Dataloader killed: system memory utilisation is monotonically increasing during training #37

gle-bellier · 2024-09-14T10:07:18Z

I launched a training of 80 epochs on the PASTIS dataset with num_workers=1 and batch_size-8 (which means I have a lot of GPU memory headroom). With the PASTIS dataset I'm using ResizeToEncoder which is independent of the Tiling data augmentation and then it's not linked to #21

Error raised during evaluation at epoch 70 (sorry for the screenshot but it gets messy when copy-pasting logs) but I think it's not directly linked to validation.

When looking at the system logs it seems the amount of MB written to the disk rockets up just before the crash

But more importantly, the system memory utilization is monotonically increasing during training:

I need to check with other datasets. This behavior seems to appear for all models.

The text was updated successfully, but these errors were encountered:

gle-bellier · 2024-09-14T12:12:22Z

The same observation for the MADOS dataset with the default training command of the README. Fortunately, the training ends before reaching the max value of system memory utilization (green curves and violet ones are the reference run on PASTIS mentioned above).

torchrun --nnodes=1 --nproc_per_node=1 run.py \ --config configs/run/default.yaml \ --encoder_config configs/foundation_models/prithvi.yaml \ --dataset_config configs/datasets/mados.yaml \ --segmentor_config configs/segmentors/upernet.yaml \ --augmentation_config configs/augmentations/segmentation_default.yaml \ --num_workers 4 --eval_interval 1 --use_wandb

gle-bellier · 2024-09-15T09:57:55Z

I'm observing the same behavior independently of the dataset (previous comment) and the model (see screenshot below). I'm looking at the training code for bugs.
All the visible runs crashed after hitting max system memory utilisation.
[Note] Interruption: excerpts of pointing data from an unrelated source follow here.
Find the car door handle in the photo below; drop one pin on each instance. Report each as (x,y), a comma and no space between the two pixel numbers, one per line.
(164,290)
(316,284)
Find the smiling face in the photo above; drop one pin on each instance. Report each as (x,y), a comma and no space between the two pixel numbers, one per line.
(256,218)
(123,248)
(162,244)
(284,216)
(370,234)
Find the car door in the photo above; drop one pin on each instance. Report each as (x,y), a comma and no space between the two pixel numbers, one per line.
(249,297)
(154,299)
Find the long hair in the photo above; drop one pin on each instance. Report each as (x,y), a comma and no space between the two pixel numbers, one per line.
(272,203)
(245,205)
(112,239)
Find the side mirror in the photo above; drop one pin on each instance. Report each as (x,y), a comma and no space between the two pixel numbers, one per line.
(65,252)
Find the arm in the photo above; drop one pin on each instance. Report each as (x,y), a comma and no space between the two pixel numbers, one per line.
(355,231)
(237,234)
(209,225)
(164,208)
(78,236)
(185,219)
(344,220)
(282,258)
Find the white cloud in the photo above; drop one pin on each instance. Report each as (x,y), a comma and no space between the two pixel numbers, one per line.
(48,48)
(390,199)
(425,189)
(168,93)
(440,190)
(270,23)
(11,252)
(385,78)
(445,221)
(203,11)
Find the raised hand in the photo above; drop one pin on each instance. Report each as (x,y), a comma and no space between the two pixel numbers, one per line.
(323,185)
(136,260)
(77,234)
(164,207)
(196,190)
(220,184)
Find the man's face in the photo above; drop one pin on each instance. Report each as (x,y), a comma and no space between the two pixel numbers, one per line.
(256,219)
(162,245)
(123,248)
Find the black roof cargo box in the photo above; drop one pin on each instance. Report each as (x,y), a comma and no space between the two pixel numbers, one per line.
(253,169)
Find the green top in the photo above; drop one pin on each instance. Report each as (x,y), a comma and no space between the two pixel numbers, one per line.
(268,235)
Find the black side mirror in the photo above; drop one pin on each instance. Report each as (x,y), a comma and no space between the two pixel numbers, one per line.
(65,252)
KerekesDavid · 2024-09-15T15:25:47Z

I think this is similar to what I ran into, some of my stuff also got killed after 60-70 epochs. It's interesting that @SebastianGer 's training logs didn't show the same thing. I'll try looking into this tomorrow as well.

When looking at the system logs it seems the amount of MB written to the disk rockets up just before the crash

Probably just the vram getting hit after you run out of regular ram.

gle-bellier · 2024-09-15T17:44:28Z

Ok, so I looked at several things (including logging, losses, pin_memory...) and ended up flattening the system memory utilization by setting persistent_workers to False.
More investigation is needed if we want to use this option but IMHO it's not the priority.

…ry-utilisation-is-monotonically-increasing-during-training Remove persistent workers. Fix #37

KerekesDavid · 2024-09-16T09:46:23Z

I'll keep this open for now. Setting persistent_workers = false is probably just a workaround to the workers keeping something in memory they shouldn't, and we shouldn't need to continually kill and respawn worker threads to have stable training.

Also depending on the implementation, worker_threads=0 will probably bring the issue back for future users.

I'll run some experiments today to confirm.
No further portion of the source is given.